Towards the end of the attack, the remnants of the convoy were joined by the British frigate Swale which had sailed Gibraltar two days earlier for a scheduled rendezvous. Port Fairy was detached to Casablanca with Swale as escort shortly after midnight, for fear of further attacks. Nevertheless, the two ships were attacked the following evening by two Fw 200s returning from a reconnaissance mission. Despite the interception of the two bombers by two US Navy PBY Catalinas which strafed and badly damaged one of them Port Fairy was hit on the port quarter by a 50 kg bomb which breached the hull, started a fire, and disabled her steering. Ammunition in adjacent cargo spaces was jettisoned and compartments flooded to minimize the risk of explosion. A bucket chain was set up to douse the fire, meanwhile Swale came alongside and played her own hoses on the blaze, which was extinguished by 2300 hrs.
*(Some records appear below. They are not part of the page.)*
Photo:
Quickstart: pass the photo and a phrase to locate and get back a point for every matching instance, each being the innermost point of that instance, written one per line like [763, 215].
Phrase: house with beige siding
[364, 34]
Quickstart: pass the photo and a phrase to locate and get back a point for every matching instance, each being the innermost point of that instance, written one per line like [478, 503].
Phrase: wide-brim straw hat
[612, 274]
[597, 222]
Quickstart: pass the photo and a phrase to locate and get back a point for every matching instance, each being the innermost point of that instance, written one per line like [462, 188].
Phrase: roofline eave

After two more air attacks, during which no further hits were sustained, both ships completed the remaining 500 nm to Casablanca without incident, Port Fairy steering by her engines.

===Post-War===
On 25 December 1953, while operating on the Montreal - Australian New Zealand service, both engines failed owing to contaminated lubrication oil and the ship drifted for three days towards the rocks of Fatu Hira atoll. Plans were put in place to rig a temporary sail, but as this was being done one of the engines was repaired and the ship made port at 5 knots.

===Disposal===
By 1965 Port Fairy was the oldest ship in the fleet, and was sold for £126,000 for scrap to Embajada Compania Naviera SA of Piraeus. Renamed Taishikan, she made her final commercial voyage to Hong Kong, where she was broken up.